What is clinical informatics?
When I ask other health and care professionals what 'clinical informatics' means to them, they usually say it's all about IT and digital care records. But that's really a description of the much broader field of health informatics.
Clinical informatics is specifically focussed on the use of information and communication technologies (ICT) and information management, to support the commissioning, planning, delivery, evaluation, and improvement of care services- which benefit patients and clinicians. For years we have faced challenges in the health and social care system, with the gaps in information meaning that professionals often don't have access to the right data-such as patient medications or diagnosis.
Now digital care records are at the heart of clinical informatics, as the health and social care system aims to move towards integrated person-centred records, where the patient and the professionals involved in their care can access all the relevant information in real-time. However, the lack of relevant national information standards has prevented the development of digital care record systems. But once developed, they could easily transfer data between different systems, or provide a single point of access to an integrated care record for each patient.
Two of the key concerns surrounding the development of standards have been the specification for care record headings and the choice of clinical terminology for coding key patient data, namely SNOMED Clinical Terminology (SNOMED CT).
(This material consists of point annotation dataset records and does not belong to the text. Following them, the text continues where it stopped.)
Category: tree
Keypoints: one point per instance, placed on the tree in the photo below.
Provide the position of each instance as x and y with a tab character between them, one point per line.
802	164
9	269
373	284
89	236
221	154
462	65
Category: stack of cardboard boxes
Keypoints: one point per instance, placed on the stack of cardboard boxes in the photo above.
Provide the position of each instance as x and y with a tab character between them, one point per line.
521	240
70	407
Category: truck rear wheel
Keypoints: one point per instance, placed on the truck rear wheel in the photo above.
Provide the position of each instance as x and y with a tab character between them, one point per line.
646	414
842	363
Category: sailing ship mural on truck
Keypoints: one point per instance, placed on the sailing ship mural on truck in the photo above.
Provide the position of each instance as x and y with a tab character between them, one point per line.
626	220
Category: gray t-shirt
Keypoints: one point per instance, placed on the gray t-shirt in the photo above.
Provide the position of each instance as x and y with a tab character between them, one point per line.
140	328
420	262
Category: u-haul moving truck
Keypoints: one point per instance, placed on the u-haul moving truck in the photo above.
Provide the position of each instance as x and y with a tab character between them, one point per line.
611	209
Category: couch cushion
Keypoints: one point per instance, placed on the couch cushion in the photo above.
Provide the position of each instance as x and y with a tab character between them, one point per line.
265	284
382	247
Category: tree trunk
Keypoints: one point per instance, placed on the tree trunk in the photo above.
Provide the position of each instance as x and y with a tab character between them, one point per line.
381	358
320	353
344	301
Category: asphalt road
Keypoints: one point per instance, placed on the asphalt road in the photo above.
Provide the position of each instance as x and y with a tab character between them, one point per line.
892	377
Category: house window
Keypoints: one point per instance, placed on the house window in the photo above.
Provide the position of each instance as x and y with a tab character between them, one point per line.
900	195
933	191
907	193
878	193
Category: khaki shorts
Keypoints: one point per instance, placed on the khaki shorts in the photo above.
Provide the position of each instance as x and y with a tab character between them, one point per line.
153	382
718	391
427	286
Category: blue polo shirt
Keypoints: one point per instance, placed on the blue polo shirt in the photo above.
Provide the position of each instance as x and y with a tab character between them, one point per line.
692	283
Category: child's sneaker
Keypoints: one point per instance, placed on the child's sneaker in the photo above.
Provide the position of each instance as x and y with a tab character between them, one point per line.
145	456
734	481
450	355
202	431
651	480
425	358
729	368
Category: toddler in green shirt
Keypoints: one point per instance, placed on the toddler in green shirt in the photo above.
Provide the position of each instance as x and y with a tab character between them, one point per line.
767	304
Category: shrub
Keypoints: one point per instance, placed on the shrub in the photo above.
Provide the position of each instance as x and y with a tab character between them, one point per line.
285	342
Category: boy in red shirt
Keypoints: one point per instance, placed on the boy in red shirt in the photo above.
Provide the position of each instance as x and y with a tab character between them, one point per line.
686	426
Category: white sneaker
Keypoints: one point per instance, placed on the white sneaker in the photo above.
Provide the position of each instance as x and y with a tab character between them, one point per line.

The use of SNOMED CT will mean that practitioners are recording data that is comparable across England, and easily understood by all care record systems.
The use of a standard set of care record headings will ensure that data is recorded with the correct context. For example 'able to dress self independently' could be recorded in an assessment, as an agreed goal, or recorded as an outcome following interventions. Context is critical to understanding the meaning of clinical data items. The Professional Record Standards Body (PRSB) is undertaking a range of projects to develop national information standards that are essential to the delivery of integrated, person-centred digital care records.
Some of the key developments rely on action by health and care professional associations and professional bodies. For example, the development of professional subsets for inclusion in SNOMED CT requires that each profession or specialty agree a list of terms that are routinely used by their practitioners. This task is complicated when a profession is involved in many different areas of practice, and needs customised lists for each specialty - like the nursing profession.
Other developments are difficult because there is no consensus on the information requirements. For example, the recording and display of alerts and warnings, and the processes for ensuring these are updated for all care services currently involved with a patient. Finally, data recorded for direct patient care is anonymised and also used for a variety of secondary purposes. For example: service commissioning, service evaluation, clinical audit, clinical research, and national statistics. Whilst the digital care record is central to clinical informatics, there are many other ways that ICT and data analytics are used in health and care services. From telecare and telehealth to mobile health, apps, imaging, and gene technologies, the scope for digital health is growing by the day. Clinical informatics is relevant to all practitioners and managers, whether that's limited to keeping up to date with the latest developments, or being more actively involved in local pilot projects or implementation of national information standards.